# Lame and with a swollen fetlock... any home remedies for pain?



## mls (Nov 28, 2006)

Have you checked for an abscess? The footsore issue can cause her to rest that leg and thus the stocking you are seeing.


----------



## Britt (Apr 15, 2008)

I haven't checked for an abcess... My experience with abcesses is limited, and I didn't even think of that... My gelding has had one abcess and he acted like he was gonna die if he even put weight on that leg, and my other boy abcessed once and I didn't even know he had one until I saw that it had blown out...

If it's not raining when I get home from college, I'll go check her again.
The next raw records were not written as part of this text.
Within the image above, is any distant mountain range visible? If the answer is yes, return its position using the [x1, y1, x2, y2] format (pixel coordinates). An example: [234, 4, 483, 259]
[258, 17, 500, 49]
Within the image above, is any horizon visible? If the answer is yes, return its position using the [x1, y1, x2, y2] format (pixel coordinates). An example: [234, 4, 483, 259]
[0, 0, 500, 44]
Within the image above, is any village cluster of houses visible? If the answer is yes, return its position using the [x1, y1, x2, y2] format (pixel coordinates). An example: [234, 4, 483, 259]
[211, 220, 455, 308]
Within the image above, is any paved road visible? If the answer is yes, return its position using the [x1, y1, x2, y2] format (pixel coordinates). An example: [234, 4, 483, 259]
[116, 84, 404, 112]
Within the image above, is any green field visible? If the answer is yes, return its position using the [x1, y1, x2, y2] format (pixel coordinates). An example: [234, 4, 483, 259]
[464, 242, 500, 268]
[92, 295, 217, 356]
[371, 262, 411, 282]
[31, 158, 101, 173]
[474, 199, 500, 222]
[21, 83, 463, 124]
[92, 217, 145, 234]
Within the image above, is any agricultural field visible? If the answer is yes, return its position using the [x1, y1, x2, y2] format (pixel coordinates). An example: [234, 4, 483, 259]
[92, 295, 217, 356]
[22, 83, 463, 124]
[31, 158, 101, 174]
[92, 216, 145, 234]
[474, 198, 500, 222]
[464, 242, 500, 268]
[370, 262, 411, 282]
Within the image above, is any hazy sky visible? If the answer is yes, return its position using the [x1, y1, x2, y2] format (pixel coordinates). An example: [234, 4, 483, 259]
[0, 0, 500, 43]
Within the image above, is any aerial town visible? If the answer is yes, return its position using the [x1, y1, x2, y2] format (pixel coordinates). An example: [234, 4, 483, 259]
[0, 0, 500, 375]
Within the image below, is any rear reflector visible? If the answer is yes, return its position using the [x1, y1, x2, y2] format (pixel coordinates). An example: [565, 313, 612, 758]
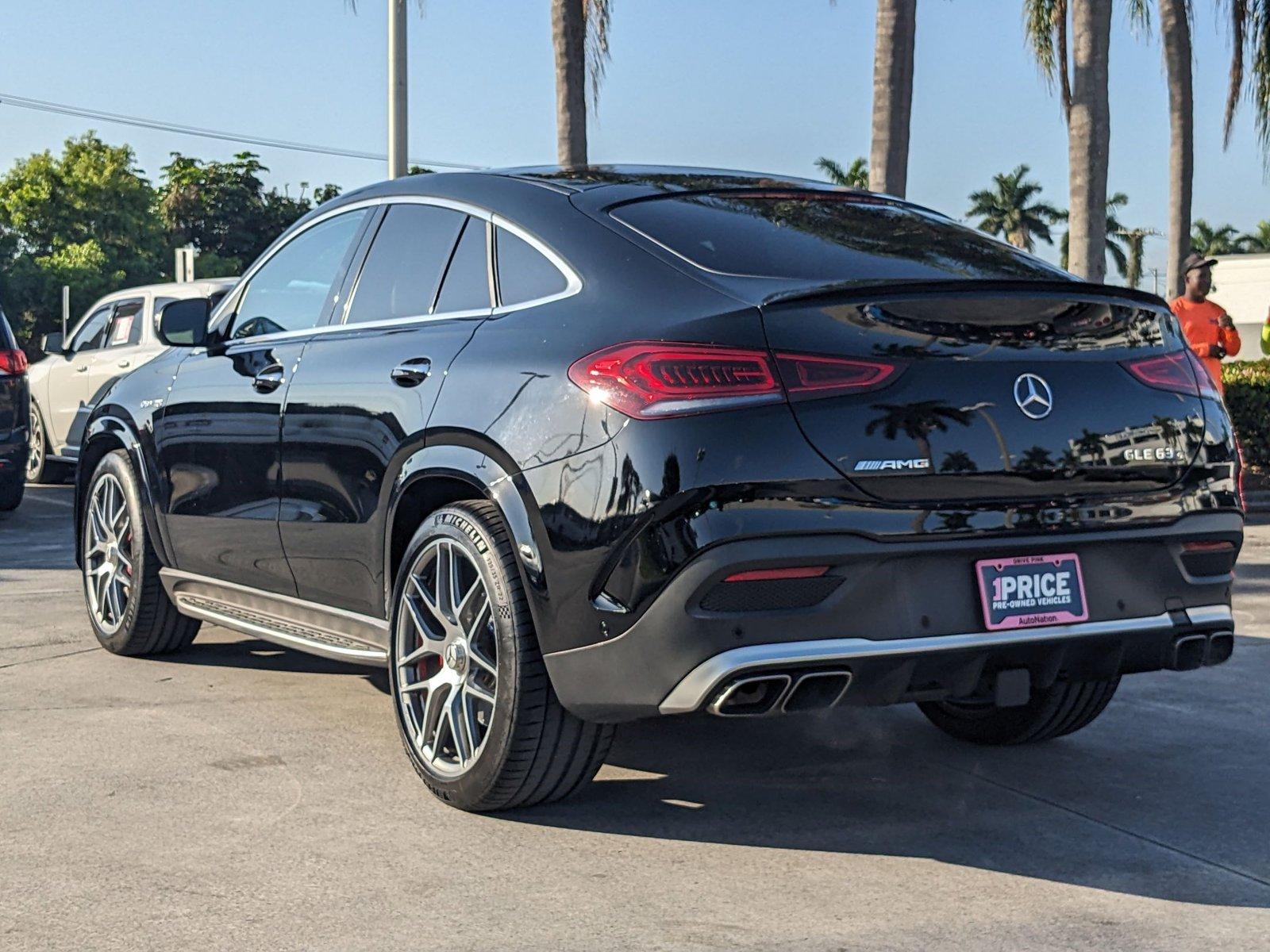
[569, 341, 899, 420]
[724, 565, 829, 582]
[0, 351, 27, 376]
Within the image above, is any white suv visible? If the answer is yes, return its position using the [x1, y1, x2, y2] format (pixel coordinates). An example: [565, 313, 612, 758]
[27, 278, 237, 482]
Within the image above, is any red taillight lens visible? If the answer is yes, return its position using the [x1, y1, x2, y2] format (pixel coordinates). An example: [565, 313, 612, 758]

I hadn't even thought of that... 

When I did talk to my vet about her lameness, he didn't seem worried... just said to give her aspirin and bute until it clears up or until I feel like, if she hasn't gotten better, bringing her in or calling him out.

Though is there heat in the joint with an abcess? She has some heat around the fetlock area...


----------



## mls (Nov 28, 2006)

Britt said:


> Though is there heat in the joint with an abcess? She has some heat around the fetlock area...


An increase in body temperature is the way it reacts to outsiders in the system. Infection is a possibility.


----------



## COWCHICK77 (Jun 21, 2010)

I would be inclined to try a Furizone sweat.


----------



## Britt (Apr 15, 2008)

Oh. 

Thanks!

I will check her carefully then, when I get home. If it is an abcess, then I can use mineral ice or a paste muscle relaxer on her leg. It worked a bit when my Dakota abcessed... or maybe I can use muscle relaxer regardless, it may help relax some of the tension and pain...?


----------



## Britt (Apr 15, 2008)

COWCHICK77 said:


> I would be inclined to try a Furizone sweat.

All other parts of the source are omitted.